The metaphor used in GTD is one of altitude... from ground level, up to 50000 ft. In GTD, it's called "horizon of focus". The higher you are, the broader your perspective, but the less details you see. When you're at 50000 ft, you're looking at your entire life, but you don't see specific tasks any more, just general guidelines. On the ground, you have individual action items, but you can't see beyond the immediate horizon. In between, you have long term goals, short term goals, and so on.

The 6 levels "horizon of focus" are:

50000 ft / Purpose & Principles: review when you have a MAJOR decision to make, such as something that affects your life-long ambitions or beliefs

40000 ft/ Vision: review when you need long-term vision and direction, as in 3-5 years, or longer down the line.

30000 ft / Goals: review to ensure you are on your way to achieve your vision, think what you need to do in about a year or two.

20000 ft / Responsibilities: review to ensure you have balance in your life, this technically does not have a time limit, but it's actually ongoing... Are you taking on too much responsibilities, or too little? Is one of them overwhelming the others? If so, how to reachieve balance?

10000 ft / Projects: review for short-term commitments, from a week to several months

Ground / Calendar and Action items: review for dated and ASAP commitments



It's not really a "list", but areas you need to think about, on why you're doing something. Why are you buying your wife flowers? Because you love her, and you forgot last week. Is that more important than getting your car's oil changed? Absolutely! But if you don't "know" why you're buying flowers, and just wrote "buy flowers" vs "change oil of car", change oil would look more important! Buy flower for wife is like a 20K ft responsibility task, whereas change oil in car is more of a project as in "keep my car running well", even though you may not think about it that way.

Thus, by examining the WHY, through different levels of perspective, you have determined the importance level of a task.

For example, when you think about changing jobs, or get married, or such, it's a question at the 50K perspective. Your principles and purpose will guide you. Do you believe you are here to achieve something in life? Does this action item contribute to that purpose/principle? Desire to be financially free is the 50K level. Major life decision, of course.

At 40K level, think 3-5 year goals. Does the task contribute to the long-term vision? What are you doing to support that vision, perhaps "achieve 50% passive income to expenses ratio"?

Shorter term is 30K level. Decide on real estate, stock investment, or start a business would be on this horizon. Think 1-2 years. Does the task contribute to the goals you have at this level? Like "Grow real estate holding to 2 million"?

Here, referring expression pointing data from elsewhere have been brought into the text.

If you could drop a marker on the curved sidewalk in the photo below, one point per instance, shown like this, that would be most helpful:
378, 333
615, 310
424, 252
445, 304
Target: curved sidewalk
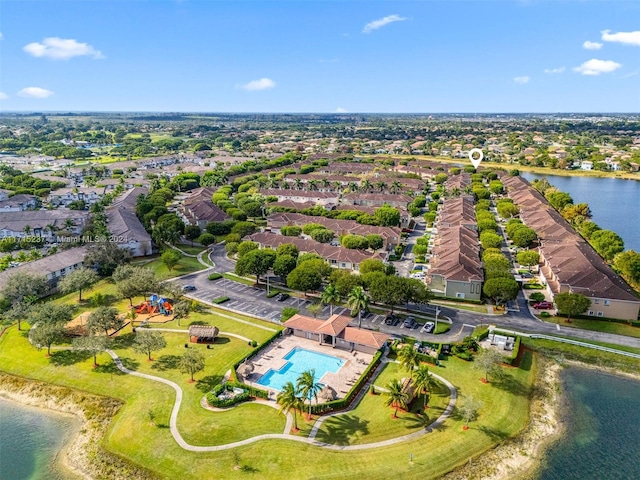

The 20K level is what is sometimes referred to as the work/life balance, but it goes much further than that. This is where you decide how you balance your various responsibilities, like investor, family man, employee, father, spouse, etc. Does the task significant tilt the responsibility toward one side or the other? Can you compensate? What is the "price", so to speak? Can you "afford" it?

The 10K level is your shorter-term commitments, like a week to few months. One example is "invest in one single-family or duplex within 6 months". Does the task fit within your short-term goals?

Ground level would be your actual action items. For financial freedom, it'd be something like "research one property this week" or "research 5 stocks this week"

By being aware of these levels, your decision on what is important, and what is not, can be justified properly. In other words, they help you define work, not just determine the importance.

Once you have full understanding of the different horizons of focus, you can use them to help you define work, as well as classify work as being important or unimportant. Then it is much simpler to decide whether to work on something or not.